« Sur les plus de deux millions de personnes âgées dénutries, la moitié n'en a pas conscience : ils ne se rendent pas compte de leur amaigrissement. Ils n'ont donc pas l'idée de s'adresser à un spécialiste pour améliorer leur statut nutritionnel », souligne la Dr Monique Ferry. Avec l'âge, la sensation de faim et de soif diminue naturellement. À cela peuvent s'ajouter des facteurs psycho-socio-environnementaux, des troubles buccodentaires ou de la déglutition, favorisant l'entrée dans la dénutrition (lire page XX).
Les régimes restrictifs sont, par ailleurs, particulièrement délétères. « Après 70 ans, les régimes restrictifs doivent être bannis car le risque de dénutrition est trop important. Les personnes âgées ont des besoins nutritionnels au moins équivalents, voire supérieurs aux adultes », indique la Dr Ferry. Autre facteur de risque de dénutrition majeur : la solitude, qui entraîne souvent un manque de motivation pour la cuisine. De fait, la monotonie alimentaire coupe l'appétit et ralentit le renouvellement des bourgeons du goût. La perte de goût est ainsi un motif fréquemment invoqué par les personnes âgées ayant du mal à se nourrir.
Réhausser et enrichir
À l’inverse, tant que la personne âgée prend plaisir à manger et conserve une vie sociale, elle reste protégée de la dénutrition, sauf maladie grave.
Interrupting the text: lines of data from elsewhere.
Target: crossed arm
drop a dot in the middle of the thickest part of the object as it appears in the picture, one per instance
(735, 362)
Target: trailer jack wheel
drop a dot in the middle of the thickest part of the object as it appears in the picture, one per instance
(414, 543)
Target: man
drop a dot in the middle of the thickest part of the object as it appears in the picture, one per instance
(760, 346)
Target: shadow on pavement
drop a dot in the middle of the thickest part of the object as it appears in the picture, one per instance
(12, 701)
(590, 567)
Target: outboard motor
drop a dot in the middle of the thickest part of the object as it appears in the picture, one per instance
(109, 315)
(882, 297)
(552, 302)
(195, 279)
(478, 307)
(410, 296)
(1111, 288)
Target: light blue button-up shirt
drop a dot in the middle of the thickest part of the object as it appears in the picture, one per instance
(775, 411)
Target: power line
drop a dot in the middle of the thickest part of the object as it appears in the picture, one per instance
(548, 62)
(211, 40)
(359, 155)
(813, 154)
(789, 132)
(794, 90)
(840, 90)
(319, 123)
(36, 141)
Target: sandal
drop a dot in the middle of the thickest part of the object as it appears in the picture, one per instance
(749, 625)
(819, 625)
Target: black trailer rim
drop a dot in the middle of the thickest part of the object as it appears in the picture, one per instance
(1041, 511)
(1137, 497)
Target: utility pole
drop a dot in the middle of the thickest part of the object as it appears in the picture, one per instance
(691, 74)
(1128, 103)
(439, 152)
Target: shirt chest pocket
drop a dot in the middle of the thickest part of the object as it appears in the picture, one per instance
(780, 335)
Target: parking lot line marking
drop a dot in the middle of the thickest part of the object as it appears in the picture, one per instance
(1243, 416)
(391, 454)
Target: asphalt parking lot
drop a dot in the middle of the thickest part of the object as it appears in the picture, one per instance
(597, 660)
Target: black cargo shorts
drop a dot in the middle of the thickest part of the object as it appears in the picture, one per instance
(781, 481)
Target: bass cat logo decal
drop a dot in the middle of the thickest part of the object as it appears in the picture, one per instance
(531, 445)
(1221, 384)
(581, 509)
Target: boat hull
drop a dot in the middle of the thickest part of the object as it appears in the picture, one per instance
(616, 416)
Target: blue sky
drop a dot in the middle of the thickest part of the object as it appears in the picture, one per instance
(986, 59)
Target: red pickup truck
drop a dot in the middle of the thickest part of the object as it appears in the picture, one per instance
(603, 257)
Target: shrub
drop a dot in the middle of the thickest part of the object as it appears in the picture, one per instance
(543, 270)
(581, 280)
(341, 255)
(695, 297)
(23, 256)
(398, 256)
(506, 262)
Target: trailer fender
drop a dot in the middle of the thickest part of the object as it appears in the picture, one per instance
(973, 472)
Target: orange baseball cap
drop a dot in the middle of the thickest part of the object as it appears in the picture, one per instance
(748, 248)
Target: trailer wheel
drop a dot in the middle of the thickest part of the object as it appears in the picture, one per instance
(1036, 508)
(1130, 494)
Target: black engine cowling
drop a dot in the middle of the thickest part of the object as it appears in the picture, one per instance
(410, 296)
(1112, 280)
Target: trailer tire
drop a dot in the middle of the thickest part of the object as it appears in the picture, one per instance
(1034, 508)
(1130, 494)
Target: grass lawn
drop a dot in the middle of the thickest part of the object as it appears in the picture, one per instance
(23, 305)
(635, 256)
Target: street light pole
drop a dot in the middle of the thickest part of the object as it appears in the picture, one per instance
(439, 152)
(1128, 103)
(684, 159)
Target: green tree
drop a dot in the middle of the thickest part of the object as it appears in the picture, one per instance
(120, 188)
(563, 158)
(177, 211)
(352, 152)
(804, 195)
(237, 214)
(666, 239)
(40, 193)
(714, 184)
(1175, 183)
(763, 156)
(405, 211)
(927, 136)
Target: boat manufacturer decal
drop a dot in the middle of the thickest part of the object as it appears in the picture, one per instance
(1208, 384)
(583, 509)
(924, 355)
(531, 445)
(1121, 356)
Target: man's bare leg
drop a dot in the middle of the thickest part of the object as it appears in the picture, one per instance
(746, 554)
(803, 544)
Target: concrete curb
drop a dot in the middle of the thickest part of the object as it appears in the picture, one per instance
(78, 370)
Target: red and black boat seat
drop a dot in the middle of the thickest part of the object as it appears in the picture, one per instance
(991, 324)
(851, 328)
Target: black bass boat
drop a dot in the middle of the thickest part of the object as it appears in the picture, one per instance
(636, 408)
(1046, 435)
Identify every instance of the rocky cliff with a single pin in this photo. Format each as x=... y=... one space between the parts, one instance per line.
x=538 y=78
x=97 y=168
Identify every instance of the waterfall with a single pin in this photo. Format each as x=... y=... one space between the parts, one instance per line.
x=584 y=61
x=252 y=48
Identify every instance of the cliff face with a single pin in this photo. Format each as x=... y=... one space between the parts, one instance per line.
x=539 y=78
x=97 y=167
Le fait de varier les aliments et d'en augmenter la saveur (en ajoutant des épices, des herbes, en travaillant les sauces…) peut avoir un effet positif sur la prise alimentaire sur le long terme. « Lorsque les personnes âgées sont dénutries, nous leur conseillons d'enrichir leur plat en y ajoutant de la poudre de lait, de la crème, du beurre, du fromage râpé, du jambon ou du bœuf haché, notamment. Ils peuvent ainsi ingérer un maximum d'énergie et de protéines dans des petits volumes. Le gratin dauphinois est l'exemple parfait de plat aisé à enrichir (crème fraîche, fromage râpé…) », explique la Dr Ferry. Cette stratégie d'enrichissement des plats est bien documentée. Après une période de suralimentation, les seniors continuent à manger plus que d'habitude et prennent alors du poids (2).
Protéines, activité physique
« Le praticien doit, toutefois, veiller à ce que son patient ne reprenne pas plus de gras que de muscle. Il faut lutter contre la sarcopénie, grand facteur de risque de dépendance, en luttant contre la sédentarité chaque fois que cela est possible », tempère la Dr Ferry. La consommation de protéines est essentielle. « Néanmoins, elles doivent toujours être accompagnés d'autres nutriments : bifteck/purée, par exemple. Ingérées seules, les protéines font maigrir, ce qui est contre-indiqué chez les séniors. Par ailleurs, la consommation de produits animaux est indispensable pour les seniors, car la vitamine B 12 qu'elle contient est inexistante dans les produits d'origine végétale », note la Dr Ferry.
Les menus doivent bien entendu être adaptés aux goûts de la personne, et la texture à ses capacités de mastication et de déglutition. « En dernière intention, nous pouvons également médicaliser la prise alimentaire en supplémentant les patients âgés par le biais de compléments alimentaires oraux hyperprotidiques et hypercaloriques », conclut la Dr Ferry.
Entretien avec la Dr Monique Ferry, chercheuse Inserm à l'Université Paris 13 et ancienne médecin des hôpitaux en gériatrie.
(1) Guide alimentaire pour les seniors, réalisé par la Société française de gériatrie et de gérontologie, dont la Dr Ferry est co-autrice.